Query-based Cross-Modal Projector Bolstering Mamba Multimodal LLM
2026-06-03 • Computation and Language
Computation and Language
AI summaryⓘ
The authors discuss a problem where Transformers, a type of AI model, get very slow and heavy when handling long inputs. They propose using Mamba, a specialized model that manages this better. To improve Mamba for tasks combining images and language, the authors introduce a new component that smartly reduces image information before feeding it into the model. This component also simplifies how images are prepared for the model, avoiding complicated manual steps. Tests show that this new approach makes the system work faster and better on various vision-language tasks.
TransformerLarge Language Models (LLMs)Computational complexityMambaStructured State-Space ModelCross-attentionVision-language modelingToken compressionMultimodal learning
Authors
SooHwan Eom, Jay Shim, Gwanhyeong Koo, Haebin Na, Mark A. Hasegawa-Johnson, Sungwoong Kim, Chang D. Yoo
Abstract
The Transformer's quadratic complexity with input length imposes an unsustainable computational load on large language models (LLMs).
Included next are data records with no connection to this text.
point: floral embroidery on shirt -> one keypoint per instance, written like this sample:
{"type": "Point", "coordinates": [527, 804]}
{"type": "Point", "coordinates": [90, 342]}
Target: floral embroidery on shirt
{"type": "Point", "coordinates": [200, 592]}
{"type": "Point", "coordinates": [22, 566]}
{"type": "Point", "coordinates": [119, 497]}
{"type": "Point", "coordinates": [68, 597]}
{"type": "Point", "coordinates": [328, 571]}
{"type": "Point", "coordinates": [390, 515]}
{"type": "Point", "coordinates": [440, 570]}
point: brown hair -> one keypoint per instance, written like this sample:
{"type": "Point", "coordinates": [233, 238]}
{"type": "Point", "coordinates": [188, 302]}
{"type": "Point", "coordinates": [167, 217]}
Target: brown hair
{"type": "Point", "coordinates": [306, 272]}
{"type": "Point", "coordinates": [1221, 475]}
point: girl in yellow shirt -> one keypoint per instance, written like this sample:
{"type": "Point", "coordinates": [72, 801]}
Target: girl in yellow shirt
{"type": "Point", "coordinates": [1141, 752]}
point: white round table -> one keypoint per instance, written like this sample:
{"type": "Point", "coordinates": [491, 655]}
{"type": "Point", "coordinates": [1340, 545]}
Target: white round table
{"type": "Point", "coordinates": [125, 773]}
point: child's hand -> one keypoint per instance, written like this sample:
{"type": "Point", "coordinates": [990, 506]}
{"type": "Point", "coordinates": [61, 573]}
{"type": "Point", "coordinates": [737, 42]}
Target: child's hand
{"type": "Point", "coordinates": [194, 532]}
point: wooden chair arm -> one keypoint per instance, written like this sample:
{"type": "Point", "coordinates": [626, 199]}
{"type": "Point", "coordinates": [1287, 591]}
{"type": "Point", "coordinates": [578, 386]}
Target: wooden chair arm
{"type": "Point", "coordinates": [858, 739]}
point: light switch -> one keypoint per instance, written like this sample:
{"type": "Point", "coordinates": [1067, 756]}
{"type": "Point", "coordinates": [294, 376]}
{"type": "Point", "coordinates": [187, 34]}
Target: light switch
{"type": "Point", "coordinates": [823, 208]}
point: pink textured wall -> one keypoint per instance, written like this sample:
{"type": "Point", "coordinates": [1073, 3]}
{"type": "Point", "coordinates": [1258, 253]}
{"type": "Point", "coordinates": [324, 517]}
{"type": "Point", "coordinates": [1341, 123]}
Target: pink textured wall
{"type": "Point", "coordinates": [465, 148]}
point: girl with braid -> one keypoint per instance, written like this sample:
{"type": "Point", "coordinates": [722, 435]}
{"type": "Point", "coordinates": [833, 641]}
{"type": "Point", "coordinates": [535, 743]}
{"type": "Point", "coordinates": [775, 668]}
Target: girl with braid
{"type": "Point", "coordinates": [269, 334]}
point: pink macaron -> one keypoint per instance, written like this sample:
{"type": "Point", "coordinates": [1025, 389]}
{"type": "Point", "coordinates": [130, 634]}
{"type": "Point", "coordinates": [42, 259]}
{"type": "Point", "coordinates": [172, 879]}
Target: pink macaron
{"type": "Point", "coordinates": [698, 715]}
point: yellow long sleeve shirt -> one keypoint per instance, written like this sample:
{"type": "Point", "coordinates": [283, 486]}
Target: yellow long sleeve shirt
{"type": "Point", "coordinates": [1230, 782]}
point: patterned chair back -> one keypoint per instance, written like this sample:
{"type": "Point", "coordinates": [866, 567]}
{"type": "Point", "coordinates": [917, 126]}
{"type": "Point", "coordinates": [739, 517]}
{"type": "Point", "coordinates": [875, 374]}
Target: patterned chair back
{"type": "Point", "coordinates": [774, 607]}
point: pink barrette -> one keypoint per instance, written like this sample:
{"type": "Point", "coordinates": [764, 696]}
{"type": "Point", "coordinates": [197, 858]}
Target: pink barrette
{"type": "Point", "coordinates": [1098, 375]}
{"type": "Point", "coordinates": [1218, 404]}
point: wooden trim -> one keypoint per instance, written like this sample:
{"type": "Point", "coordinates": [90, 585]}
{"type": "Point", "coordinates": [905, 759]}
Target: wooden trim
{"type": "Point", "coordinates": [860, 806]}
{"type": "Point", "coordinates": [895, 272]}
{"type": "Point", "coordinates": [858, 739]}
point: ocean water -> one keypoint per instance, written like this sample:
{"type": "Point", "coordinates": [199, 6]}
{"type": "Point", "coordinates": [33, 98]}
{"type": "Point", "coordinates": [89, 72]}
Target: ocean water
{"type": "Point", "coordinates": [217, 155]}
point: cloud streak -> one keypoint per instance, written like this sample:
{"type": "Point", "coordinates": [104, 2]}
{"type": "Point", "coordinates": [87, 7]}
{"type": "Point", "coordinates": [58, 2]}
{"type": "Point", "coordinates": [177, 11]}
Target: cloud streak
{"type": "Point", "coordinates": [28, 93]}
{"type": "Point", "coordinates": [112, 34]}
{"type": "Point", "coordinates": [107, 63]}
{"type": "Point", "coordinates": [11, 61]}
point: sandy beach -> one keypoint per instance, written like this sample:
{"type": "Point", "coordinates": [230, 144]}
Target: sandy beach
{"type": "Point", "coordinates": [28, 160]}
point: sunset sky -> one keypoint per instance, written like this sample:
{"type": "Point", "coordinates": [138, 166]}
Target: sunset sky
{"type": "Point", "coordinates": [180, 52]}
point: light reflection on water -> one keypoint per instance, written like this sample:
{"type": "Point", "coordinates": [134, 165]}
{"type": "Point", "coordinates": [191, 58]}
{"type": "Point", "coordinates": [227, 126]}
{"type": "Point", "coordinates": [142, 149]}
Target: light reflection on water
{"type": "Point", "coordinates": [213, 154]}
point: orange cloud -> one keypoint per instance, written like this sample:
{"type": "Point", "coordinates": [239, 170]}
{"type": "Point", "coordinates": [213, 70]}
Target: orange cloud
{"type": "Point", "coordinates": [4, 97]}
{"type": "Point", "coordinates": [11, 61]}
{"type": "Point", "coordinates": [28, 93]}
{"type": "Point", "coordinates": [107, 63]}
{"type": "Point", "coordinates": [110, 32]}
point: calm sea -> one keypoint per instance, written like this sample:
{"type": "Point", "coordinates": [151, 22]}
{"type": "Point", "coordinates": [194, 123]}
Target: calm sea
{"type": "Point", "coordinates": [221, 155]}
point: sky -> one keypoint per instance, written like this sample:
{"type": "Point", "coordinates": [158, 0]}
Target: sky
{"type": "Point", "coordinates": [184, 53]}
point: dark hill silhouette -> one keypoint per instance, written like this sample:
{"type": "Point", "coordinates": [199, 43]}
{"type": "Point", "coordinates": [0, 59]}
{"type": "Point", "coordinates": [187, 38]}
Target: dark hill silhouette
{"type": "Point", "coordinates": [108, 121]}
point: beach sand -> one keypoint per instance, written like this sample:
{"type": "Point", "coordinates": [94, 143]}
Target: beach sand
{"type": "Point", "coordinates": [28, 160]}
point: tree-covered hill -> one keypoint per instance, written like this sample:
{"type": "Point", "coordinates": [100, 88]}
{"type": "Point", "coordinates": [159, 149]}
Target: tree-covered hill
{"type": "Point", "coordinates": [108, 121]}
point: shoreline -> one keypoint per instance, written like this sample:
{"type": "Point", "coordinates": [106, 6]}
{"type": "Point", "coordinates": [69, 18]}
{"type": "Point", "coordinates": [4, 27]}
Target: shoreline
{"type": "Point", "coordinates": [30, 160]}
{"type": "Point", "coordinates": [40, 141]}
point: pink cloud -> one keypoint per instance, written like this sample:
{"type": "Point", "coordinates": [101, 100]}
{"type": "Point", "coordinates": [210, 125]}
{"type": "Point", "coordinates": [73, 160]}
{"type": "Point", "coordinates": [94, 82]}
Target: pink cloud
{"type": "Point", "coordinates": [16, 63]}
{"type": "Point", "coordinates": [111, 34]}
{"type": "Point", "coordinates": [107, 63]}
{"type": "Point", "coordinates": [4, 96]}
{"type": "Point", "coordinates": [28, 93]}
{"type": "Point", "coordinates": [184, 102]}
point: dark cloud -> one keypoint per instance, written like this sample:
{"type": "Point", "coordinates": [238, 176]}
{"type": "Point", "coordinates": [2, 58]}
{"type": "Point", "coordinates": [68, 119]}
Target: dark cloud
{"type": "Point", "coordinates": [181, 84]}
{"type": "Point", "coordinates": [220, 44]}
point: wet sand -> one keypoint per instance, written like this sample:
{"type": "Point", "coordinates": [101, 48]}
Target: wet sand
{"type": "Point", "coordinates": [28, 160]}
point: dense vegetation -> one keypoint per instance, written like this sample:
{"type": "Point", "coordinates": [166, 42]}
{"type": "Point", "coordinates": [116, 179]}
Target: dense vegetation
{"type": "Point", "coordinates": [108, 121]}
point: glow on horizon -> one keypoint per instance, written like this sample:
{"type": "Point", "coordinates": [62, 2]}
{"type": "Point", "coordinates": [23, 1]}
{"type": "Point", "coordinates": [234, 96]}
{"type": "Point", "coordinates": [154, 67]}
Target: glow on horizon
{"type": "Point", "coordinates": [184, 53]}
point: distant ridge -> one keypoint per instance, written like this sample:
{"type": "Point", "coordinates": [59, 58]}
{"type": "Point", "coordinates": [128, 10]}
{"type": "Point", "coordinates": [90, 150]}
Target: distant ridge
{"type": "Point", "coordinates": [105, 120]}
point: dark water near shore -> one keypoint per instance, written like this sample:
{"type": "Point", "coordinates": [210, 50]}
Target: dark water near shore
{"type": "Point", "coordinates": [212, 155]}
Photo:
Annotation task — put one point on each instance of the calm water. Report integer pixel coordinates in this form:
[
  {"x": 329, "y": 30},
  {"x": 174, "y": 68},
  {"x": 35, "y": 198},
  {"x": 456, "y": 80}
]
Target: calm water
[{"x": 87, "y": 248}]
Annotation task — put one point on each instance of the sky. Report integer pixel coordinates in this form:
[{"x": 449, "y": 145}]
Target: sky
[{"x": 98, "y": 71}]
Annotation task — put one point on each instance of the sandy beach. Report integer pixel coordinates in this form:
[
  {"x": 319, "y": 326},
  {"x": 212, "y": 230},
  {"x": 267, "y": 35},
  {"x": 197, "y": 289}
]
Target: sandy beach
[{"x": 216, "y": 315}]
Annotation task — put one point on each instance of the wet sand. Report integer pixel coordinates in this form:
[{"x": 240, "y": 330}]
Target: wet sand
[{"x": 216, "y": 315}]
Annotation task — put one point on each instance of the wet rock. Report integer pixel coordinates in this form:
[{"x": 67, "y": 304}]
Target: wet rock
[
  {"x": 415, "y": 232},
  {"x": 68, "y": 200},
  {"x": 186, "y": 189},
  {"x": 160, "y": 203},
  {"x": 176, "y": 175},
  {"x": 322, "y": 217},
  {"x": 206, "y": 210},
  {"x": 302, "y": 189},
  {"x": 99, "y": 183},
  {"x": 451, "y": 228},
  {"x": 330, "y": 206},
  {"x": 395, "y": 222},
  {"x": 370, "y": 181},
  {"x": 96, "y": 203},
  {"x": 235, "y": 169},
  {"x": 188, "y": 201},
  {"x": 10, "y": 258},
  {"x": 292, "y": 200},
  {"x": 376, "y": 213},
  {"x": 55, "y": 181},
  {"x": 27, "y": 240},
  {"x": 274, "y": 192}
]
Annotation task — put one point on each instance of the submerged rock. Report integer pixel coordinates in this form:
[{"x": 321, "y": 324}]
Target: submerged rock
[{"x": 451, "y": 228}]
In contrast, the Selective Scan Structured State-Space Model, or Mamba, addresses this computational challenge effectively. This paper explores a query-based cross-modal projector designed to bolster Mamba's efficiency for vision-language modeling by compressing visual tokens based on input through the cross-attention mechanism. This innovative projector also removes the need for manually designing the 2D scan order of original image features when converting them into an input sequence for Mamba LLM. Experimental results across various vision-language understanding benchmarks show that the proposed cross-modal projector enhances Mamba-based multimodal LLMs, boosting both performance and throughput.